This story appears in the September 2018 issue of National Geographic magazine.
Heat and swirls of dust above the cracked earth of northwestern Nevada make any sign of life look like a mirage. In the fall of 2016, photographer Robert Ormerod turned off the road and onto the dried lake bed of the Black Rock Desert in search of a rocket launch. On the horizon he could make out a hazy row of RVs—those of the attendees of a famed amateur-rocketry convention.
Since 1991 the Federal Aviation Administration has granted the Tripoli Rocketry Association permission to shoot rockets up to 492,000 feet (93 miles) in the air for the event. It’s one of the few times when high-altitude rockets can be safely and legally launched, so 100 to 200 hobbyists gather annually to test their creations. Tripoli calls the event “a venue for projects that should NOT be flown publicly due to safety and legal restrictions.” In other words, don’t try this at home.
One engineer installed a GoPro camera on his rocket; he showed Ormerod pictures it had captured high in the sky. Others get creative—one rocket is shaped like a bottle of Jägermeister. From the control center comes a countdown: 5, 4, 3, 2, 1. The rockets blast off, then gently float back to Earth under parachutes—if they don’t malfunction.
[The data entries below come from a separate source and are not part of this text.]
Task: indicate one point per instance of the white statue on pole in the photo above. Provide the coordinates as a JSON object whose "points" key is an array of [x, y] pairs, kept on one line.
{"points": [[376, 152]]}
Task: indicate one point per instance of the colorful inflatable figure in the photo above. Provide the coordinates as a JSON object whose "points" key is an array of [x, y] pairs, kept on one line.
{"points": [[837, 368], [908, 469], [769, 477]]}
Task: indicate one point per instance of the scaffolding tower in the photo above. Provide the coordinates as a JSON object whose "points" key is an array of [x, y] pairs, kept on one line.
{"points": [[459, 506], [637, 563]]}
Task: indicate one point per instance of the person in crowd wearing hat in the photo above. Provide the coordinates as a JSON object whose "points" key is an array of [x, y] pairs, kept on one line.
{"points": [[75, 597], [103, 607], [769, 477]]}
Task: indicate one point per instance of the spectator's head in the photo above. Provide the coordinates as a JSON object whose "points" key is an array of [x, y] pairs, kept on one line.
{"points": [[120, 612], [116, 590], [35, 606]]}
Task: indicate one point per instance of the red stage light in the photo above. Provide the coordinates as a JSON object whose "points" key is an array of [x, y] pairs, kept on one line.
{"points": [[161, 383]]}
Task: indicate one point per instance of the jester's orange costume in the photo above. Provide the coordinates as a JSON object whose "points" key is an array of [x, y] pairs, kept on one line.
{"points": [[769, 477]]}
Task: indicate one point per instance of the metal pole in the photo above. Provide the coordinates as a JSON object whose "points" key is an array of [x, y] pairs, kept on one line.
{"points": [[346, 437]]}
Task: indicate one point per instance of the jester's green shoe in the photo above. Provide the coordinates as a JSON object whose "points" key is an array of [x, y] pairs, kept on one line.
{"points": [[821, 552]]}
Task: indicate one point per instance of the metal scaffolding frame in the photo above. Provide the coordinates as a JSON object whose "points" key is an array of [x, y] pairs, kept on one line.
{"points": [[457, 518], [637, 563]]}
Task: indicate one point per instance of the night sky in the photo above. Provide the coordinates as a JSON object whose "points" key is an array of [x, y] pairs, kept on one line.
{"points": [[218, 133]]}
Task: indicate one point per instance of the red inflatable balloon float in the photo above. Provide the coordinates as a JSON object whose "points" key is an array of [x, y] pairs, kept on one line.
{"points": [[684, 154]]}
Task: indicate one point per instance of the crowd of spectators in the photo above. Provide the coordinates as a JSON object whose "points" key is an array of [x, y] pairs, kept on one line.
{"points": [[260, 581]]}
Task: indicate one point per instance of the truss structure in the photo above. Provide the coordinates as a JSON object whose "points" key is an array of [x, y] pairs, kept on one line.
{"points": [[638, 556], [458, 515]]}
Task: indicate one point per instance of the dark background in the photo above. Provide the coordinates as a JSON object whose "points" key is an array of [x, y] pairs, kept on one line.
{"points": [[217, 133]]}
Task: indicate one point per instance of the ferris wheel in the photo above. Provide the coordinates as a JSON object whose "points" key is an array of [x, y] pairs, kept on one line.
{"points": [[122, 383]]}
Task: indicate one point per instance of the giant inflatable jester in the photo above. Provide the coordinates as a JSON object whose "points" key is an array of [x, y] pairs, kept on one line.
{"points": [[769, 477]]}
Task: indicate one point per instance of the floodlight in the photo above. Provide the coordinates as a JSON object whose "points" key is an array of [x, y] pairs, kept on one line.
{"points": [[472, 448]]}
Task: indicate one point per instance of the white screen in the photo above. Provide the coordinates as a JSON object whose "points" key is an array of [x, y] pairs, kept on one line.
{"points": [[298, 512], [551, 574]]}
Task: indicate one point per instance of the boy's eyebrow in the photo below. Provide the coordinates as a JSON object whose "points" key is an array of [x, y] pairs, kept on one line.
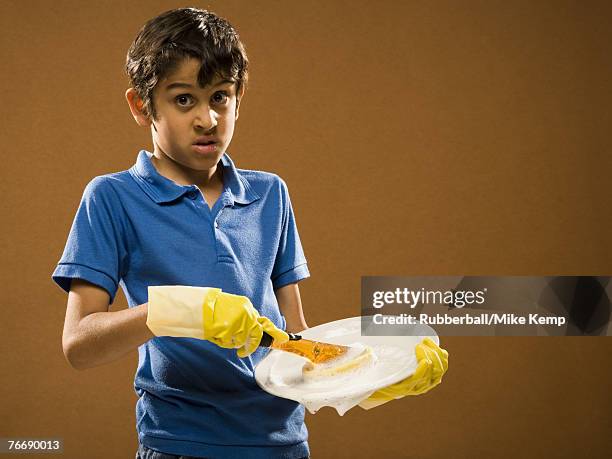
{"points": [[178, 84]]}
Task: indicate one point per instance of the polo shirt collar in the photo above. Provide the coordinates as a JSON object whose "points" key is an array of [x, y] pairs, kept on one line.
{"points": [[161, 189]]}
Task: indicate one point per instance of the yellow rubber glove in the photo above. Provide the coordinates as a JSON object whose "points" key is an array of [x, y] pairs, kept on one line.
{"points": [[229, 321], [432, 363]]}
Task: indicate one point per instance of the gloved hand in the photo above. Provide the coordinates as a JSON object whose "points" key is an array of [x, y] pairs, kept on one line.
{"points": [[432, 363], [229, 321]]}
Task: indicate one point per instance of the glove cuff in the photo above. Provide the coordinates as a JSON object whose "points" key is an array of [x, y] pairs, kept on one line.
{"points": [[177, 310]]}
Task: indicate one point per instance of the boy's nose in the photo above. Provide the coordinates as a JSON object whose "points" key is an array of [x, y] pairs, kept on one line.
{"points": [[206, 119]]}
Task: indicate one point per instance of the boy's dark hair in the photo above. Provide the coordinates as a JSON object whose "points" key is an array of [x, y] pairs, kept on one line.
{"points": [[176, 34]]}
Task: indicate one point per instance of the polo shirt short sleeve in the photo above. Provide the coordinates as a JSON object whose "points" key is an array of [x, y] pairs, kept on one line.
{"points": [[137, 229], [96, 249]]}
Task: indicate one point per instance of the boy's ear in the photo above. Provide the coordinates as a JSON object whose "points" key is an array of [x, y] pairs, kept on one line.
{"points": [[239, 99], [136, 104]]}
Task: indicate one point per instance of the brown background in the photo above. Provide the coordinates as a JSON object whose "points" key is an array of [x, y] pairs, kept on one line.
{"points": [[417, 138]]}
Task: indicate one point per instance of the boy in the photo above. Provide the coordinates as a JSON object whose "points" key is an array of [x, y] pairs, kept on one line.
{"points": [[220, 241]]}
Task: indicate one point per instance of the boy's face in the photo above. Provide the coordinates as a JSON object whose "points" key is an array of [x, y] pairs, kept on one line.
{"points": [[194, 125]]}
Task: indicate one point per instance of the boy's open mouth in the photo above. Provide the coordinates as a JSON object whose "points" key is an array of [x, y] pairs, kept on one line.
{"points": [[204, 141]]}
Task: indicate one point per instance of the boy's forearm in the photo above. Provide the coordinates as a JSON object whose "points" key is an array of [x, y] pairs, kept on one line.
{"points": [[290, 305], [102, 337]]}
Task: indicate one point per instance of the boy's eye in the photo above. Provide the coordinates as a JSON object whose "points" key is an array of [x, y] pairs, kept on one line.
{"points": [[220, 97], [184, 100]]}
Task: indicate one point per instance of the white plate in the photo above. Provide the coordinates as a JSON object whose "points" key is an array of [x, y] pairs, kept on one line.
{"points": [[280, 373]]}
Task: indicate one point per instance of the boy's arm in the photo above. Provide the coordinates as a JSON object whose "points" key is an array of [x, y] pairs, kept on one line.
{"points": [[290, 305], [93, 335]]}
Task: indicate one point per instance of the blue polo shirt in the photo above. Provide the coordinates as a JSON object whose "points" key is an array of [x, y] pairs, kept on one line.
{"points": [[137, 228]]}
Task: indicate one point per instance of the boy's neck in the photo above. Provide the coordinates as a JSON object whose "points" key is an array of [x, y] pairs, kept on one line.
{"points": [[208, 179]]}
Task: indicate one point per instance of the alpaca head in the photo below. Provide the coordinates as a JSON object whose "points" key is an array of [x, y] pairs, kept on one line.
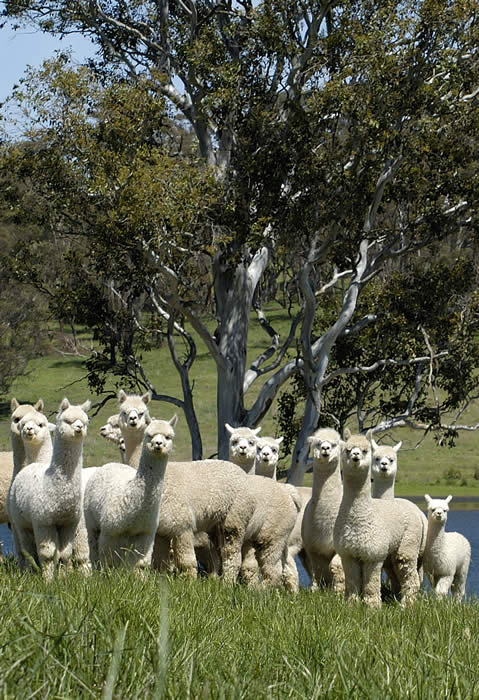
{"points": [[437, 508], [384, 461], [356, 453], [34, 428], [19, 411], [72, 420], [267, 451], [134, 411], [325, 445], [242, 446], [159, 436]]}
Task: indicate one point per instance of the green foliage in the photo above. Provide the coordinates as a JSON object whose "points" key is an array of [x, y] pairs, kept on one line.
{"points": [[118, 635]]}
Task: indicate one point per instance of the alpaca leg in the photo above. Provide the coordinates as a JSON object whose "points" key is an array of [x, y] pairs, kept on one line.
{"points": [[290, 572], [185, 558], [443, 585], [352, 578], [337, 574], [406, 571], [372, 583], [162, 556], [249, 572], [231, 542], [270, 563], [46, 539]]}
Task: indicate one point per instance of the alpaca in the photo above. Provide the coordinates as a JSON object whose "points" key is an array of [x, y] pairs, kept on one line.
{"points": [[242, 447], [112, 431], [134, 417], [45, 500], [12, 462], [267, 456], [321, 512], [367, 531], [122, 504], [384, 470], [448, 554]]}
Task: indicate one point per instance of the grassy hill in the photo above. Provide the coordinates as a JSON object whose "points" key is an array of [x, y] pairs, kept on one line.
{"points": [[423, 466]]}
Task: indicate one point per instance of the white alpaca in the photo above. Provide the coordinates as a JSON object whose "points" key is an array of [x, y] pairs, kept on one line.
{"points": [[267, 456], [45, 500], [112, 431], [384, 471], [134, 418], [368, 531], [321, 512], [122, 504], [242, 447], [448, 554], [12, 462]]}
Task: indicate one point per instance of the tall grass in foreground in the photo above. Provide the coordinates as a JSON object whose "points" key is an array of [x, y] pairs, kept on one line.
{"points": [[120, 635]]}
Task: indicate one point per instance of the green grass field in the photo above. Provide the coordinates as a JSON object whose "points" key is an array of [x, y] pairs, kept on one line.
{"points": [[423, 466]]}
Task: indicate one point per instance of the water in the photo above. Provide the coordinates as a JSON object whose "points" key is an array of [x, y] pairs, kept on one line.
{"points": [[464, 521]]}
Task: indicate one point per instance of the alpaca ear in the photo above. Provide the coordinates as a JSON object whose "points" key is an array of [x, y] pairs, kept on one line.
{"points": [[64, 404]]}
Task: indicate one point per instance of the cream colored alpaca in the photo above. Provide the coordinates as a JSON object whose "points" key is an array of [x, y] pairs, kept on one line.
{"points": [[242, 447], [267, 456], [134, 418], [45, 500], [448, 554], [122, 504], [368, 531], [321, 512]]}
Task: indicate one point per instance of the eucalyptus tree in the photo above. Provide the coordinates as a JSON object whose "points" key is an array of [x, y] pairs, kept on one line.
{"points": [[341, 137]]}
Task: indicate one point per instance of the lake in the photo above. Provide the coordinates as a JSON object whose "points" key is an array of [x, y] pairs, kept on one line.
{"points": [[464, 521]]}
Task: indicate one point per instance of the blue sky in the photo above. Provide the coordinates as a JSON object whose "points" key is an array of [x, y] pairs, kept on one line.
{"points": [[28, 47]]}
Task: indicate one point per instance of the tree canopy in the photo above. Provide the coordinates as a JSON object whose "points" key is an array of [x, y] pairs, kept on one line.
{"points": [[215, 150]]}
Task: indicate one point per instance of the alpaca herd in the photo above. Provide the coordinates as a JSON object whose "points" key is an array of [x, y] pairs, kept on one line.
{"points": [[229, 518]]}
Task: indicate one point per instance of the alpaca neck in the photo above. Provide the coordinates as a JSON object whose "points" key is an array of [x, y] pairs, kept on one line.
{"points": [[67, 458], [435, 534], [326, 485], [19, 455], [133, 447], [383, 488], [41, 452]]}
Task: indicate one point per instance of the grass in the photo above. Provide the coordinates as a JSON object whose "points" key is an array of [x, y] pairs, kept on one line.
{"points": [[423, 467], [118, 635]]}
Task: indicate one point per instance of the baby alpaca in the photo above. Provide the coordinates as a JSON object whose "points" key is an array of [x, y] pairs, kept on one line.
{"points": [[448, 554], [321, 512], [267, 456], [384, 469], [242, 447], [112, 431], [368, 531], [134, 418], [122, 504], [45, 500]]}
Ormerod was into astronauts and science fiction as a kid but never imagined being able to travel beyond Earth. “When only a tiny percentage of people can go to space, what does everyone else who dreams of it do?” he wondered. Then, at a rocket launch in his native Scotland, he found the answer: They live their interstellar dreams on the ground. Soon he was following scientists to a Mars simulation in Utah and aurora hunters to the otherworldly coast of Iceland. Next he’ll visit crop circle enthusiasts in Russia and astronomers in South Africa. “They’re ordinary people,” Ormerod says, “but they’re blasting into outer space.”